Hell would need to freeze over before sociologists investigate this change.
I'd extend your feedback loop the other way, too. Adult Progressives love to emote about topics, and social media gives them an audience that they can shape, via self-selection and selective blocking, into one which will reliably applaud any of their postings, thus reinforcing their inflated opinion of how many people approve of Progressive policies.
Small, unassigned lockers. Student choses one and uses it. Lock with a 4 digit code they create. We have them available at the university gym I use. No big deal. Of course you'd need a camera to reduce attempts to thwart it by "using" all the lockers.
As for rule breakers, if you have a rule and enforce it the problems will be rather minor. If you don't enforce it then yes, you will have problems. One enforcement method is that rule breakers get searched.
I have no doubt some schools don't allow phones. It can be done.
Not that it matters for your topic but all the univ students walk around using their phone and sit at the workout machines on their phones instead of working out. A whole other problem.
Doesn't seem like anything in your post is new to me but I love how most of the comments are stated. And all were good. Well done.
What are FITs points? I couldn't find an explanation in your posts of the last few months. Only one other similar mention. ... found it with a google search.
https://www.arnoldkling.com/fits/rules.html
that gives a good explanation
Today Yglesias writes that "older progressive leaders deserve a healthy share of blame for creating institutional cultures that celebrate pessimism as a sign of political commitment while teaching young people to weaponize claims of subjective harm."
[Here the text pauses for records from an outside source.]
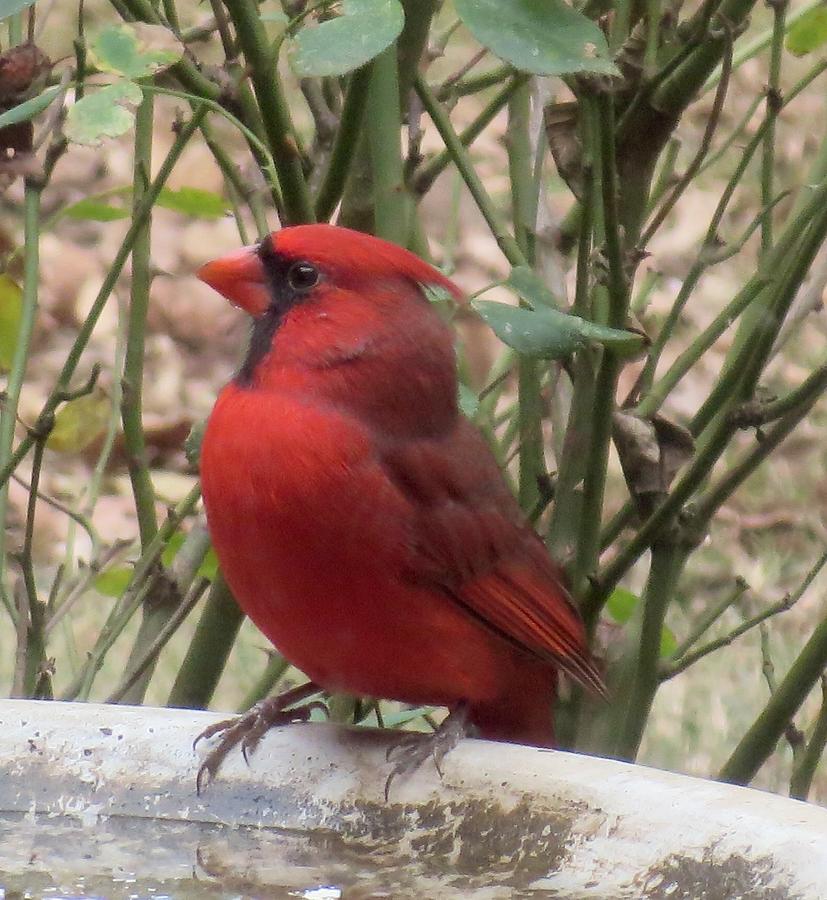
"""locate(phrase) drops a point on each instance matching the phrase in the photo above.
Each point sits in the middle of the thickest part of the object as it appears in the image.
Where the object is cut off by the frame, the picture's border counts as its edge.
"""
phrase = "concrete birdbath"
(100, 801)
Back in 2016, Yglesias predicted that "angry mobs will beat and murder Jews and people of color with impunity" if Trump's elected.
Why does Matt get a pass on this from people like Arnold Kling and Tyler Cowen? I don't know how anyone can help laughing when he criticizes leftists who promote a culture "that celebrates pessimism as a sign of political commitment." I don't mean this as a rhetorical question. I really would like to know why the center-right ignores his anti-social behavior.
https://twitter.com/Steve_Sailer/status/959238358160453633
A pass? https://arnoldkling.substack.com/p/i-can-get-annoyed
Your complaint against Yglesias is that he's cocksure, simplistic and ideologically blinkered. My complaint is that he published a remarkably vicious blood libel against the right, and that people in your political set (GMU, et al) pass over this in silence and still treat him as something like a valuable contributor to political discussion.
Every progressive wants just enough agitprop for them to get what they want, but not any more.
If only the One Ring could be mastered by anyone other then Sauron.
I don't know that the phones and social media cause the dysfunction, but I do know the person I encounter anywhere under age 30 who isn't looking at his/her phone is the exception.